ML Engineer (Large Company) - The scale at large companies results in a split of the ML roles into scientist (Above) and engineer. Most of this is focussed on things like data pipelines, clusters, implementing algorithms from scientists, scaling up to a cluster or even working with scientists to adapt algorithm for scale. This is much closer to a pure SWE than an ML engineer at a smaller company.

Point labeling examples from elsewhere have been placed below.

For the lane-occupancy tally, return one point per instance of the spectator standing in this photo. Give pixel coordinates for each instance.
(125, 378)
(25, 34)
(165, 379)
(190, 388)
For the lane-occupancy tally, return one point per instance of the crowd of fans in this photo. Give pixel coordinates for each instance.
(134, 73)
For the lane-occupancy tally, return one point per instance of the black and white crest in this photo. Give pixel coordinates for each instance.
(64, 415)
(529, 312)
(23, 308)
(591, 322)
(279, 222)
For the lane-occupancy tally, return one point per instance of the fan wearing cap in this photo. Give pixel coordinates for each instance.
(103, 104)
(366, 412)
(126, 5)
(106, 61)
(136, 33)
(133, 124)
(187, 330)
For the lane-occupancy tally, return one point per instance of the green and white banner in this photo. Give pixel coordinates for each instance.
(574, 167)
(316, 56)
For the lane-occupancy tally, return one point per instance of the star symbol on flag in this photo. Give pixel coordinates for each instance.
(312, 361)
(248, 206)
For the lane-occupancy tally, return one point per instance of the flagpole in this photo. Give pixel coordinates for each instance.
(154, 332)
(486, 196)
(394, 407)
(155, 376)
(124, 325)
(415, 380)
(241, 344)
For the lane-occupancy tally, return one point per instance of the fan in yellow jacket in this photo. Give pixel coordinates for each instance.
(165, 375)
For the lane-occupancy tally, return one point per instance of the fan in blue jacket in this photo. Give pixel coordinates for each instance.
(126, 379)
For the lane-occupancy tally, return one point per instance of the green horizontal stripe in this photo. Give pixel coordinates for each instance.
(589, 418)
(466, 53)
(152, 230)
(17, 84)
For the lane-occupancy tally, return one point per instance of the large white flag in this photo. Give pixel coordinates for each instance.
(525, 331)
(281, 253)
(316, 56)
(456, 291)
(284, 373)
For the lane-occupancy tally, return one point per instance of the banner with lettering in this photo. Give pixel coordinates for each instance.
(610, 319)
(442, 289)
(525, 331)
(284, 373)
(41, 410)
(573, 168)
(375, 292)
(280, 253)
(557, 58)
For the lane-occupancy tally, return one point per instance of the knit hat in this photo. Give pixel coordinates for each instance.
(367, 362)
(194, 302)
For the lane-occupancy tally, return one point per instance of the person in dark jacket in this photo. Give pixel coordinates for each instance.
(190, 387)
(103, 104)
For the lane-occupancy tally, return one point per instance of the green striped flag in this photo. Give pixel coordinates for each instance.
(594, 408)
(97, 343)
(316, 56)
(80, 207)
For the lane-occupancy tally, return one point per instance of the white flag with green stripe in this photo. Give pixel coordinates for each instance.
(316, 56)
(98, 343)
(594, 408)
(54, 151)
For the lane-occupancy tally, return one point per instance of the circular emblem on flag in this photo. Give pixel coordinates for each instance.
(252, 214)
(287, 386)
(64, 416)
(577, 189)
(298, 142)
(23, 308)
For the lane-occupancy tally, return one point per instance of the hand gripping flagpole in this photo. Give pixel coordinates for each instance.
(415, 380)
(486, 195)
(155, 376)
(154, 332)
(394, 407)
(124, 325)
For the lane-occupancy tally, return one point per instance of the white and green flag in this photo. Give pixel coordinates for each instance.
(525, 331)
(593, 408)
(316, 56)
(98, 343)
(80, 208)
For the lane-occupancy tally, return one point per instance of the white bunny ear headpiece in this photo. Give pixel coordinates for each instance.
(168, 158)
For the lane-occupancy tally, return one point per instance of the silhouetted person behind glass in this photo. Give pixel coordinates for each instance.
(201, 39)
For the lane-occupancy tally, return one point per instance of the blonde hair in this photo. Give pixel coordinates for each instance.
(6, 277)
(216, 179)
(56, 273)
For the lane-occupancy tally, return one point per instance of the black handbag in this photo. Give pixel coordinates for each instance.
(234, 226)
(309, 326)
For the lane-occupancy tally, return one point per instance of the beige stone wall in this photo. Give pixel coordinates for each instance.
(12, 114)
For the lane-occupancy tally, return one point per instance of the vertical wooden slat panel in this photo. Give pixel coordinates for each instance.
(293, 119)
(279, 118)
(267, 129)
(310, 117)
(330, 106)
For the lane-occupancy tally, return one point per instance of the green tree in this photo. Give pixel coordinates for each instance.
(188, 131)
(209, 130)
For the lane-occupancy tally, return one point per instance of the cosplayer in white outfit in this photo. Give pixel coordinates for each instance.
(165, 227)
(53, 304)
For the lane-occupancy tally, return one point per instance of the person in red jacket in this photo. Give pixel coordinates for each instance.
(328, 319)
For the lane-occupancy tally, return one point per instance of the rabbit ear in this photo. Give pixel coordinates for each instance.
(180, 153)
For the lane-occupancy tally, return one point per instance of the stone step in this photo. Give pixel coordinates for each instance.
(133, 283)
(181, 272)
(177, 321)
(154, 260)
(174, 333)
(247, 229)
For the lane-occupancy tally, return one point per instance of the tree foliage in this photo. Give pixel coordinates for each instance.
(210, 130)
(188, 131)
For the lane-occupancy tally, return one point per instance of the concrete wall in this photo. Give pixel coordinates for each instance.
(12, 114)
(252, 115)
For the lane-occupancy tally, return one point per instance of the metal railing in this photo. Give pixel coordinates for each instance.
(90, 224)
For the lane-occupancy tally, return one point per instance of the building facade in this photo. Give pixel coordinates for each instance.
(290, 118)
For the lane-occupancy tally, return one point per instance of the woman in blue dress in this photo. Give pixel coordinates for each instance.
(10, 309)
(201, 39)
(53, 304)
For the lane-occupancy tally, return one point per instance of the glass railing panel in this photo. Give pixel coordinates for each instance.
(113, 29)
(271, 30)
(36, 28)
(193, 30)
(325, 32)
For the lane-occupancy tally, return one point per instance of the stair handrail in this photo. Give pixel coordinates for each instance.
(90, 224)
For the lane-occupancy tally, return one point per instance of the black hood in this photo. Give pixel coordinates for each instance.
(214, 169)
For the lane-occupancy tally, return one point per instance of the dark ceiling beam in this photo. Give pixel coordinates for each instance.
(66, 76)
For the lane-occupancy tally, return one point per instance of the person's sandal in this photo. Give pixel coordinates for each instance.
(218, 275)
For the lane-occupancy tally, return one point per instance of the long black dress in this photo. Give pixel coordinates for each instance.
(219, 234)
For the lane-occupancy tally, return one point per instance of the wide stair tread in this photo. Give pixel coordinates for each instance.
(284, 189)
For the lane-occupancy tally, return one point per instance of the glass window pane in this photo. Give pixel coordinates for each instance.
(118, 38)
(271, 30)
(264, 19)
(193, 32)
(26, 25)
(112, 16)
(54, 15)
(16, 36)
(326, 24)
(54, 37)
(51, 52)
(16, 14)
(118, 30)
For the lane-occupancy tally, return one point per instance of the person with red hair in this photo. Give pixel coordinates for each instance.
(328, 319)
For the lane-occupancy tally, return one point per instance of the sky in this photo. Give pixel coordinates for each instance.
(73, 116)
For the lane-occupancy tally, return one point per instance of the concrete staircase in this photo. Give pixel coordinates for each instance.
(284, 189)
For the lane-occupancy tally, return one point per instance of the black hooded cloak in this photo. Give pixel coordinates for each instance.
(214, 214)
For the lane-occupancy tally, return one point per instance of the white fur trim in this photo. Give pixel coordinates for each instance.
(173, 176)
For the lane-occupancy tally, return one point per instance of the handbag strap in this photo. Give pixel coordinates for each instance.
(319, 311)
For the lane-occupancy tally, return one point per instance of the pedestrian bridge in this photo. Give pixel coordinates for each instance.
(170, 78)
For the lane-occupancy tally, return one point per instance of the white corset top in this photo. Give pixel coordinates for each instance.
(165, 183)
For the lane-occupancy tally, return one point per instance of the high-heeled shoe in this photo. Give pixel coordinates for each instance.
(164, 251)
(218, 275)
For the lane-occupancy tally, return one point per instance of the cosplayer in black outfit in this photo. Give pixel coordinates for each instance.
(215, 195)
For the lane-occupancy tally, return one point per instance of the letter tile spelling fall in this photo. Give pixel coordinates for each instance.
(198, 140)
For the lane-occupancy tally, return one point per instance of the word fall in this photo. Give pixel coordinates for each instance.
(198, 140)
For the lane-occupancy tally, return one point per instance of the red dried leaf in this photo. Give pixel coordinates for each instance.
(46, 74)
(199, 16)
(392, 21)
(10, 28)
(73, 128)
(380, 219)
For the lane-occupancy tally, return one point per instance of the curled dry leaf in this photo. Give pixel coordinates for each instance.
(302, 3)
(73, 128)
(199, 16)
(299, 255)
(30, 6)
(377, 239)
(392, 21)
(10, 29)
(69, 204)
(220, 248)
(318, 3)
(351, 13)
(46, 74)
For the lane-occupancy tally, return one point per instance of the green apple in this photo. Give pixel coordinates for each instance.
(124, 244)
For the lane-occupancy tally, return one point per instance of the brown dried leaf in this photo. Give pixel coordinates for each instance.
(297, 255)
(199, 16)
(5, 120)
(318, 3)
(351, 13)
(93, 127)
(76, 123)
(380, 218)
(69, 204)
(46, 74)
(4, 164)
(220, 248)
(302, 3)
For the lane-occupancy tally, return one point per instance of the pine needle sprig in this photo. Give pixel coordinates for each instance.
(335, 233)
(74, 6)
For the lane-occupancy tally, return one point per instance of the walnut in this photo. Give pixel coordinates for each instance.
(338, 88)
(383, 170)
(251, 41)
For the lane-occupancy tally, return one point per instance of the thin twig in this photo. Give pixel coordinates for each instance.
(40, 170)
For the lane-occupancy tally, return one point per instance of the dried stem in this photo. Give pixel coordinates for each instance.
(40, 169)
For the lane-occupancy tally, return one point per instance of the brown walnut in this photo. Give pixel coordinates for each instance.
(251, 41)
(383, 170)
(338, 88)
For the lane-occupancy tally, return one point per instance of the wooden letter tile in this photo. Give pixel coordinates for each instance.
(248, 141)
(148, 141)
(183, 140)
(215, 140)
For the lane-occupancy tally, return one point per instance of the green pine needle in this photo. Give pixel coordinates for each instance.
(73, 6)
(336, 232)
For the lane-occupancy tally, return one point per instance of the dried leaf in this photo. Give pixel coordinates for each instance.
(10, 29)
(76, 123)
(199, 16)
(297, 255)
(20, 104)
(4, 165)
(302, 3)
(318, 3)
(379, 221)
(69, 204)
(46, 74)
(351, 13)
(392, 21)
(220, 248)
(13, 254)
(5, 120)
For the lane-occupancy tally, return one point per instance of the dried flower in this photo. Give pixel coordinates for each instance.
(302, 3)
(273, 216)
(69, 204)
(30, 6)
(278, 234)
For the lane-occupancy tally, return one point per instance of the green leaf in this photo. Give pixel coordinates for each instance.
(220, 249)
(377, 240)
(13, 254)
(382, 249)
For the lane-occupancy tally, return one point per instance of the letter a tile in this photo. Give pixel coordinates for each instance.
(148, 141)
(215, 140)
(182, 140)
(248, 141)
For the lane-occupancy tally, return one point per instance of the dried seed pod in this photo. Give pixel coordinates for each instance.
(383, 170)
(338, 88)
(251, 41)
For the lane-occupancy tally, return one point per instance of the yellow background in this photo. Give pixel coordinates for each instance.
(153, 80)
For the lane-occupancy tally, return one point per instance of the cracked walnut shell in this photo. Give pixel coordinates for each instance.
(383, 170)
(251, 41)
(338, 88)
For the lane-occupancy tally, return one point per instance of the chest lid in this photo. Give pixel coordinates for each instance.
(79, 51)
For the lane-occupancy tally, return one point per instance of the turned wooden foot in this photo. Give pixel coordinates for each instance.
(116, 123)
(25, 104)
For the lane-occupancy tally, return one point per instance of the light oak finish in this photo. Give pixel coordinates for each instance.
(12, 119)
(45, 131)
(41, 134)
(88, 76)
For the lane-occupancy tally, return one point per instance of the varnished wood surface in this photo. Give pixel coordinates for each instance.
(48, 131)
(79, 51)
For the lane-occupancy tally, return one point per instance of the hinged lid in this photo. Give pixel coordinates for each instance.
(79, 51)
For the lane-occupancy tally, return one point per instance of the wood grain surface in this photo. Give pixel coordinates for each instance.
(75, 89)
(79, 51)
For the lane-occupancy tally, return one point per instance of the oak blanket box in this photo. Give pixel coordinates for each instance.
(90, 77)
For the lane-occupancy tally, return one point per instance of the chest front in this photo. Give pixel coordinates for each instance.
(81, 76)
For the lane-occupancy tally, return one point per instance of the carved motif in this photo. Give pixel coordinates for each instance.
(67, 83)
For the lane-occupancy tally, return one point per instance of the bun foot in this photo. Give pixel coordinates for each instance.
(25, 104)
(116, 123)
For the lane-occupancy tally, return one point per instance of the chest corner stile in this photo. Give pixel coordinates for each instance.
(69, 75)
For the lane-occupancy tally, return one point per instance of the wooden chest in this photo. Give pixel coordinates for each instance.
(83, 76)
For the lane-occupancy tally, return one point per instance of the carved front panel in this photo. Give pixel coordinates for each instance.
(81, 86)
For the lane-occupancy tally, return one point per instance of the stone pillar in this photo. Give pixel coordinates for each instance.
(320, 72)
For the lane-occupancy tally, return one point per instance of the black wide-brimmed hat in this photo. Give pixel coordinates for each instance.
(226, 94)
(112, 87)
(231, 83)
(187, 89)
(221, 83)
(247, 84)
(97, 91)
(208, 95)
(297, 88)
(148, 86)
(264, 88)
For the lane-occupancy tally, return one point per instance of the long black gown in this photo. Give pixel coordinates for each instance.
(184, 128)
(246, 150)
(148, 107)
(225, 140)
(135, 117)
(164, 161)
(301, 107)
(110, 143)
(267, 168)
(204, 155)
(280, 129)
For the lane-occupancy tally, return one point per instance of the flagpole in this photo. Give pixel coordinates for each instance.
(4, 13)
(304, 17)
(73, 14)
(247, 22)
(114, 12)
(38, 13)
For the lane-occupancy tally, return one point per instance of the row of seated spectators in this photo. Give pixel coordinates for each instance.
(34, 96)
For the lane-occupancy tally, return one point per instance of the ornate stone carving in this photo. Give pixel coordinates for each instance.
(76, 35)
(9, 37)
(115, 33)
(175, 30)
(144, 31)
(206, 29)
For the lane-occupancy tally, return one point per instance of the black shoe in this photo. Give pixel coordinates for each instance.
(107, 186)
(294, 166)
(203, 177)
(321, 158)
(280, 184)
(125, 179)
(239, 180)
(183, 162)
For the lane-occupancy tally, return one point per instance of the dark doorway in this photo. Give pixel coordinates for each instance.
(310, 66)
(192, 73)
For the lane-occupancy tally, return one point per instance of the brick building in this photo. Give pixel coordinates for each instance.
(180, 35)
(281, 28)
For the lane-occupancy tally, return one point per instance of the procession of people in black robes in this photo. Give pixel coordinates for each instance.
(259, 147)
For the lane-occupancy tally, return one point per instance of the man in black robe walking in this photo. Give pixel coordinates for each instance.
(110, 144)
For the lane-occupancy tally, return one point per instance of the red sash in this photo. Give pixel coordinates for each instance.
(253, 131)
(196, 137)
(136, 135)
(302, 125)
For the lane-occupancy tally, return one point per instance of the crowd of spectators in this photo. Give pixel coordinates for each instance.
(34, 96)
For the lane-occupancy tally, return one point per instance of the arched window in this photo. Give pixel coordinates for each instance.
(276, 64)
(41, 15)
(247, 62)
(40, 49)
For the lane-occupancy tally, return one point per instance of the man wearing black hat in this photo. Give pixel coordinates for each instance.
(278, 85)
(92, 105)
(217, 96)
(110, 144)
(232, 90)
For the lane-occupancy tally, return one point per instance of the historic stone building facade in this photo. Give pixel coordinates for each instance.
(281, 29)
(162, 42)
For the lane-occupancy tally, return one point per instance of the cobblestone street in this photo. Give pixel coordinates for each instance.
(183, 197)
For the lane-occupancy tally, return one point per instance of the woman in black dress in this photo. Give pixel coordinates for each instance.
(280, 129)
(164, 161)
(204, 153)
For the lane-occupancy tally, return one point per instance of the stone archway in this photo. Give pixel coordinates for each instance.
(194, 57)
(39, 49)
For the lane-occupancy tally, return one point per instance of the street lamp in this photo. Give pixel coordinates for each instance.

ML (Small/Mid company) - specialisation is not really something the company needs and requires. R&D, ops and deployment are tightly knit and there is a significant need to share duties. Problems are less cutting edge and the scale is much smaller. Full datasets will likely fit into RAM so large scale sharding and infra is significantly less important here. The role of engineer and scientist tends to blend together here with the job best being described as a research engineer. There is expectation to develop the algorithms and deploy them as well as maintain all the infrastructure necessary. This is a tricky position to hire for, since it’s very rare to find high level skill in research and software. This merged skillsets are conversely less valuable in a large company, so make sure to not copy and paste requirements - being open is your best bet for finding a good fit.
Data Scientist - this role is the worst defined. This role is most commonly found in non-tech firms, but not always. There tends to be a combination of the top 3, but most of the algorithms and software tends to be off the shelf. This job in many ways tends to be a mixture of software engineer and domain expert, or a progression of the Data Analyst. Going beyond off the shelf requires tends to require a full ML team, and the Data Scientists here tend to be using internally built tools and techniques and reporting to the central team developing algorithms for problems. This role is still in flux and will likely be for a while. Any company of significant size will start moving towards ML engineers with math expertise and Data Scientists with domain expertise.